ヤンキーとの関係が良好だったのは、基本的に無害だが、やられたらやり返す姿勢があったからだ。(万が一にも山田に手を出して、返り討ちにあったら、その後がないだろ。そういうバランス感覚は生存戦略として働いていた。)
それよりも彼らに対しての偏見がなかった。見た目よりも能力で見ていた。
ヤンキーだから勉強ができない、スポーツができない、という単純な話でもない。むしろできるやつは、こちら側にいた。
クラス対抗のイベントがある場面では、仲良し同士でつるむのが自然だったけど、私は純粋に勝ちたかった。
だから、人気はあるけど鈍い奴というのは、そういうときすごく疎ましかった。
「陰キャ」的な属性だけど、運動能力が高い子は普通にいたので、向こうは嫌でもこっちは、そっちと組みたかったのが正直な気持ちだ。

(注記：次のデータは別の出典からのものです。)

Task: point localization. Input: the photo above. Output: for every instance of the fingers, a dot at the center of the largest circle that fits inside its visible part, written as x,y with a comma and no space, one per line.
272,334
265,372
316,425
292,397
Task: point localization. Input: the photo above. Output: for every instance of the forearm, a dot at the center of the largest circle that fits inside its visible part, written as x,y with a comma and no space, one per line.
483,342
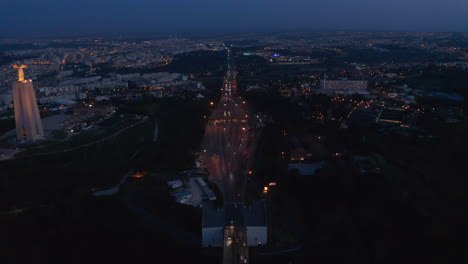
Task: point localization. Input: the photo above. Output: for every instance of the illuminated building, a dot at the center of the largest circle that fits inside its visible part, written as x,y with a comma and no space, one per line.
28,121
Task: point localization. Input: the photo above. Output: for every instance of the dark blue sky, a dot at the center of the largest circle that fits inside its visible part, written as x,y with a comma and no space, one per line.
117,16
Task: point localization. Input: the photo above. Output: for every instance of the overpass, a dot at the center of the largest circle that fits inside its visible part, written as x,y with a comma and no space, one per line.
226,152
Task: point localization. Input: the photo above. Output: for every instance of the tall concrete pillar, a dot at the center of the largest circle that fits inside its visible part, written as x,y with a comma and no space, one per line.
28,120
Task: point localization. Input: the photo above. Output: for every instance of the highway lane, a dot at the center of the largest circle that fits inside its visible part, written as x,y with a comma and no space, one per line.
226,150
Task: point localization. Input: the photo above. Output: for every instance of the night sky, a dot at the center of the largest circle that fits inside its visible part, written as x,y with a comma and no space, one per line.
118,16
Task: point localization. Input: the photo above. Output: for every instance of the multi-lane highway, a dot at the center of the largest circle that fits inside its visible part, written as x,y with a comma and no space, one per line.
226,152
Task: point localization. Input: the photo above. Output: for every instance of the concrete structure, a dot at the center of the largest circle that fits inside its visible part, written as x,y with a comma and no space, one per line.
174,184
28,120
256,224
212,225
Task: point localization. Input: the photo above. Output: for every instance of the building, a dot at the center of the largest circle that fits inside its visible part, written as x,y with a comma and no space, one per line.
214,222
27,118
256,224
98,109
343,85
212,225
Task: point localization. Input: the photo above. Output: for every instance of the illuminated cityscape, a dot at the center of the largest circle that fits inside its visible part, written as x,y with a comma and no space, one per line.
275,132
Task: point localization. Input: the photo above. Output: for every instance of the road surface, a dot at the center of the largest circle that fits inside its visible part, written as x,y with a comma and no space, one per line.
225,153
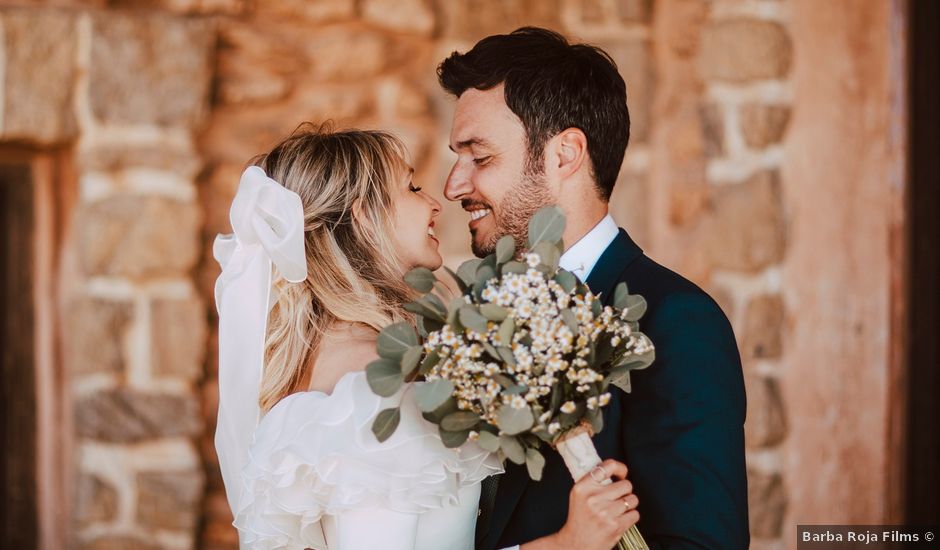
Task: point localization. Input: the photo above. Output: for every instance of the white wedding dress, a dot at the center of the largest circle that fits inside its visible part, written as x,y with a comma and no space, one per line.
318,478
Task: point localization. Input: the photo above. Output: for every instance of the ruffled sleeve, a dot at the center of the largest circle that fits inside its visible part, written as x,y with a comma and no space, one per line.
315,454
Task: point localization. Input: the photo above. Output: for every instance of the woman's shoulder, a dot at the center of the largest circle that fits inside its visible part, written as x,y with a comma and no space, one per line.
342,351
314,453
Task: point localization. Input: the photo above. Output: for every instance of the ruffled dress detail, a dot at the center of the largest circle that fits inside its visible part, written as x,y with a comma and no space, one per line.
314,454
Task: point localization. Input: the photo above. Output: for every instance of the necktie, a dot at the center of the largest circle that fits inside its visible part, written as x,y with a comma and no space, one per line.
487,503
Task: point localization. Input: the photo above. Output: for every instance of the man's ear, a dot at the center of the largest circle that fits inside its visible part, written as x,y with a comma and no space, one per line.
570,152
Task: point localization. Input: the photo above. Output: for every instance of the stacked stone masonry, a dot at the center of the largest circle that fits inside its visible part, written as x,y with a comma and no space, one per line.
163,103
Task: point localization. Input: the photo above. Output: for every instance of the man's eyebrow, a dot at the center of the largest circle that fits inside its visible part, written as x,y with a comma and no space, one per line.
470,142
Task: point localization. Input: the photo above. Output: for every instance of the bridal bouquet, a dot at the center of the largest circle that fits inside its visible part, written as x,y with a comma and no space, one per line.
524,356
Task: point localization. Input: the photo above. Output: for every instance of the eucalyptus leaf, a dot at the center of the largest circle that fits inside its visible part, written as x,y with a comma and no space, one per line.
513,421
503,380
409,360
470,318
488,441
596,308
548,224
467,272
494,312
534,463
431,395
384,376
460,420
424,308
505,249
549,255
635,362
636,307
394,340
567,280
621,379
489,349
421,279
430,360
431,325
484,273
512,449
461,284
435,303
439,413
506,329
453,309
452,440
385,423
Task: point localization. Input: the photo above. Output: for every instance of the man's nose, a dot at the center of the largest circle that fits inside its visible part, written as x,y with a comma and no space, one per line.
458,183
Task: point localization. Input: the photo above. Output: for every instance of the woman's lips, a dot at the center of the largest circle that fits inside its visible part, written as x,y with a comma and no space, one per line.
477,215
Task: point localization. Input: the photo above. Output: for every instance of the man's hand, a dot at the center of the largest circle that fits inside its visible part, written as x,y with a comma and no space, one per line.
597,514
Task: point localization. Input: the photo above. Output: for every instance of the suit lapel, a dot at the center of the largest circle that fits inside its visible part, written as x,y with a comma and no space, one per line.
511,486
618,255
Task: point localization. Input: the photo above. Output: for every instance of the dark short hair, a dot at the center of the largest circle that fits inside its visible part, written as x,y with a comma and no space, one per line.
551,85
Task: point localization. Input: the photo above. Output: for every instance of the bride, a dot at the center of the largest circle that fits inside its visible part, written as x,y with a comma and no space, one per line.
325,225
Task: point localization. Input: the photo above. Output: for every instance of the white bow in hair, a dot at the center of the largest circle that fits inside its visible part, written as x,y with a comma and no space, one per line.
268,224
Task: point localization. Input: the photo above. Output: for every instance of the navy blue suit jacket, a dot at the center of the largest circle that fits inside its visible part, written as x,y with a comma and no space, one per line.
680,431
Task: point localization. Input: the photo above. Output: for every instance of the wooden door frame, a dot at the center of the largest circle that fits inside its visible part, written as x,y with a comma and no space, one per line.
53,191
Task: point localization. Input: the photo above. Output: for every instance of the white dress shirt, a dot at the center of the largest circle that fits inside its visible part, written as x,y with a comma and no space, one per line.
583,255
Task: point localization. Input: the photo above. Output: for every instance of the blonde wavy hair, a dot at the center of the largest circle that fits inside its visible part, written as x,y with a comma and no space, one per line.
353,271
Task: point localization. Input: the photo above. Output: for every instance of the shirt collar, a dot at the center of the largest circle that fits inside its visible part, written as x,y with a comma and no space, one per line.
583,255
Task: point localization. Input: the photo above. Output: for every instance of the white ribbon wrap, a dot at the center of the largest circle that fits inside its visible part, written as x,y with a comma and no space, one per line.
268,224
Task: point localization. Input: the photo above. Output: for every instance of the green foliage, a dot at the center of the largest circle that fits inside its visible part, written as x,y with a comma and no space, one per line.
514,421
394,340
385,423
384,376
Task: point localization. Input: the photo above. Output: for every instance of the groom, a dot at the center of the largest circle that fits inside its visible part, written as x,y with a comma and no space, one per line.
540,121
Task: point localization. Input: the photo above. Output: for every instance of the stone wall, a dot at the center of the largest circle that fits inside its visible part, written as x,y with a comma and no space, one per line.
722,109
126,93
162,103
372,64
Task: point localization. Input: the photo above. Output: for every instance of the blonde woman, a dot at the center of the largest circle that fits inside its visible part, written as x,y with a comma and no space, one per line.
325,226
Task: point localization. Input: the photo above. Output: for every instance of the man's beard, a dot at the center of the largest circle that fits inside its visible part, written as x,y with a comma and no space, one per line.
512,215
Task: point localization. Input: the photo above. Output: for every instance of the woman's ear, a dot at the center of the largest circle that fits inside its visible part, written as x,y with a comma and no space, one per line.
359,214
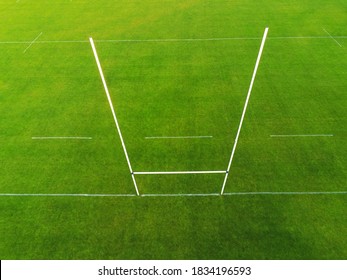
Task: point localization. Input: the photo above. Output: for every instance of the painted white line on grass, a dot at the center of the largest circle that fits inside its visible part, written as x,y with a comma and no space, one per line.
113,112
179,172
245,107
302,135
174,40
61,137
177,137
332,37
32,42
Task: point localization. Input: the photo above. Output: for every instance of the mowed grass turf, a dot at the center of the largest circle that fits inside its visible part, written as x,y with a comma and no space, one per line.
51,87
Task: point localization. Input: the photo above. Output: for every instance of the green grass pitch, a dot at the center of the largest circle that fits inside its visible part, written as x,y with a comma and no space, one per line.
50,86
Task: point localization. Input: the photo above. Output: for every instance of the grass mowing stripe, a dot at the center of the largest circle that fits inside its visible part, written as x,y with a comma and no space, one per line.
245,107
61,138
301,135
332,37
113,112
173,195
32,42
171,40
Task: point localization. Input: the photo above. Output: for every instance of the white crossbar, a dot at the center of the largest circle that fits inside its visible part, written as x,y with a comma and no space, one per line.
179,172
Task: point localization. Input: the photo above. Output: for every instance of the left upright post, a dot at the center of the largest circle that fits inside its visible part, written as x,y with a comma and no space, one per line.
113,112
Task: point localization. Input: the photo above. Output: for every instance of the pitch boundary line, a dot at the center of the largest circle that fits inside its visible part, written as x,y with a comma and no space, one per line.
245,107
32,42
172,40
172,195
113,112
332,37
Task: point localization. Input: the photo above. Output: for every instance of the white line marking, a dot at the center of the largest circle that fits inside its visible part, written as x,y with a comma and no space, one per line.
303,135
332,37
245,107
113,112
170,195
32,42
61,137
180,194
177,137
179,172
174,40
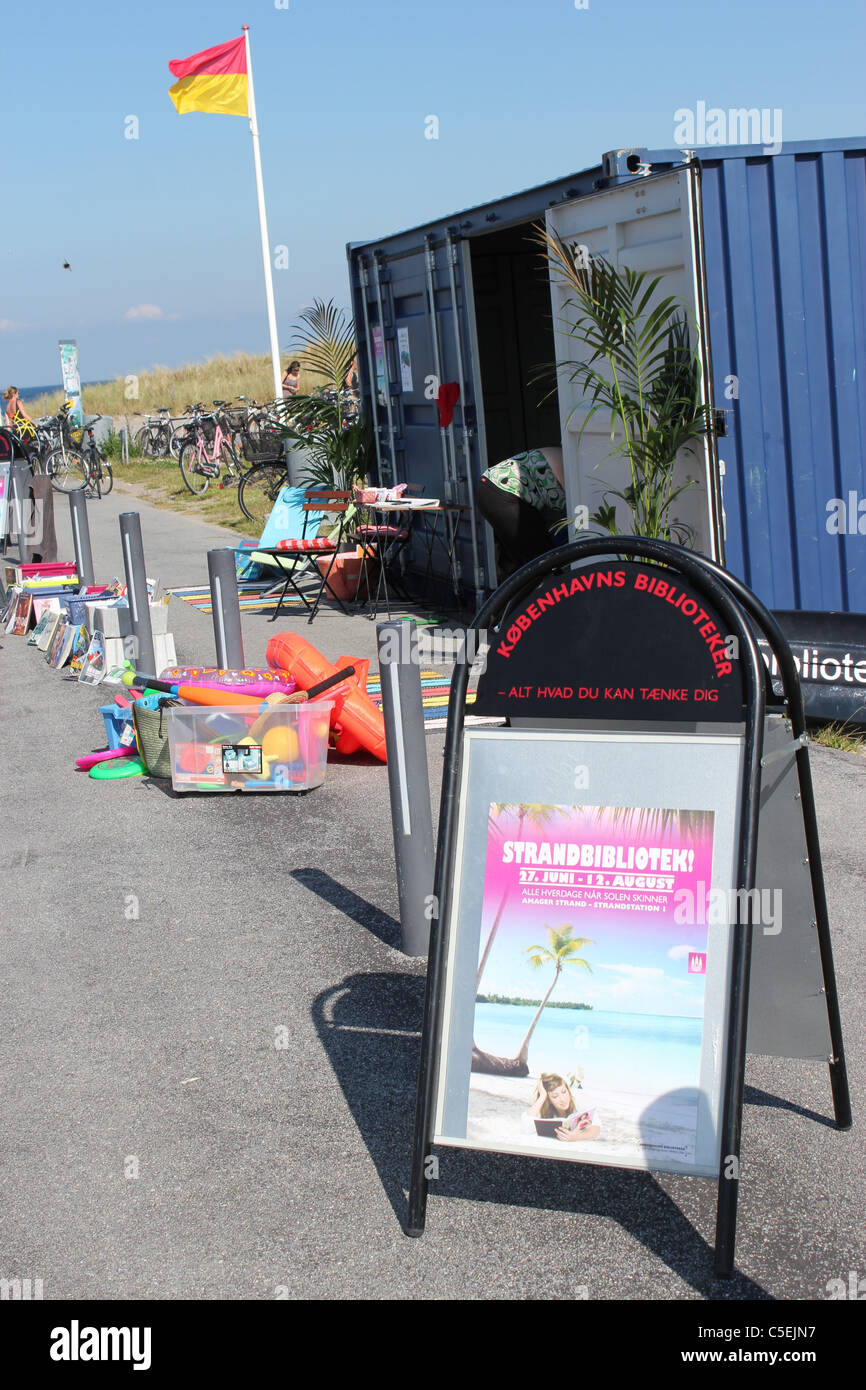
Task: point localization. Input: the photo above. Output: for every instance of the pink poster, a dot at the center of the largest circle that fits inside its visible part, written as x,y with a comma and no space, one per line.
588,1025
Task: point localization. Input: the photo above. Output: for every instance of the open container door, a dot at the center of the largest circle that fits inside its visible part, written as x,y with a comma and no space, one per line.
648,224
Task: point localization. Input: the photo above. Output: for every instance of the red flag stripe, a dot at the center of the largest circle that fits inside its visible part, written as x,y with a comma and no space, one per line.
220,61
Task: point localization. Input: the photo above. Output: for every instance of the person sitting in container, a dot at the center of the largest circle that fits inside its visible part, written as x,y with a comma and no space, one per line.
521,498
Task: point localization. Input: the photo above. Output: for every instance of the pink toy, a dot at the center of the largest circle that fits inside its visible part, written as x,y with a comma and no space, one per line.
92,759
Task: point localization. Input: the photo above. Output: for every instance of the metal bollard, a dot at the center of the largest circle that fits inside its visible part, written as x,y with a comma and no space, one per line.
136,590
225,608
81,537
407,780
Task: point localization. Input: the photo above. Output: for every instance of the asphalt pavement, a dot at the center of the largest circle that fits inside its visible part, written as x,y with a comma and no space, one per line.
210,1043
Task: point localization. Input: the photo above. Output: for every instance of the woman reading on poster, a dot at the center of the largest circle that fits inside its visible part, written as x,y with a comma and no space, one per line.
553,1101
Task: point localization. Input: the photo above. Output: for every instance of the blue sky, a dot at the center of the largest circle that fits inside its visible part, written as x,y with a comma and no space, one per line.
523,93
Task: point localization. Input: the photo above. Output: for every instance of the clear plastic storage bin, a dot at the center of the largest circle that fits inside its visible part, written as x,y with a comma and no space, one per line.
231,748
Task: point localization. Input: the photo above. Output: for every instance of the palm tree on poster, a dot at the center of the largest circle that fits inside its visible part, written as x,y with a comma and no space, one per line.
562,950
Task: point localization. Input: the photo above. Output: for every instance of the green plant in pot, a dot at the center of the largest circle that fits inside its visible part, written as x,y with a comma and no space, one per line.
640,369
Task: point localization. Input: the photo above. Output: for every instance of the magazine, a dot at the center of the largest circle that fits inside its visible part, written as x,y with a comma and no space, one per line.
57,642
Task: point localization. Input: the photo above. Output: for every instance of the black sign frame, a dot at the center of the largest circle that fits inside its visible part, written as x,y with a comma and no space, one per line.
742,612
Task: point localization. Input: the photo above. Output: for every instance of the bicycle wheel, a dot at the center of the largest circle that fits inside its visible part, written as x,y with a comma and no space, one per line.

属性ではなく、機能で人を見る感覚だったと思う。ただ、その姿勢はけっして表に出せるものではなかった。
だから、カーストの外にいる層からは、私はお調子者か、うまく立ち回るゴマすりのように見えていたことは肌感覚で伝わっていた。
こうしたズレは、カーストという構造に所属した時点で避けられないものだった。
見えない敵は確実に増えていった。
この構造がはっきり表に出たのは卒業してからだった。
その時を待っていたんだろうね。
それまではあだ名で呼ばれていたのが、苗字を呼び捨てにしてくる元クラスメイトが出てきた。
それは、明らかに上下関係の再構築を意識した態度だった。
悪いけど、そもそも関心の外にいた面子だったからダメージはないんだけど、「ああ、こういう形で関係が整理されるのか」とは思った。
あまりにも予想通りの反応ではあったけど、おかげで、人間に対してある種の失望感は生まれた。
インターネットの時代になると、「スクールカースト上位にいた連中の末路」なんて動画のタイトルを目にすることがある。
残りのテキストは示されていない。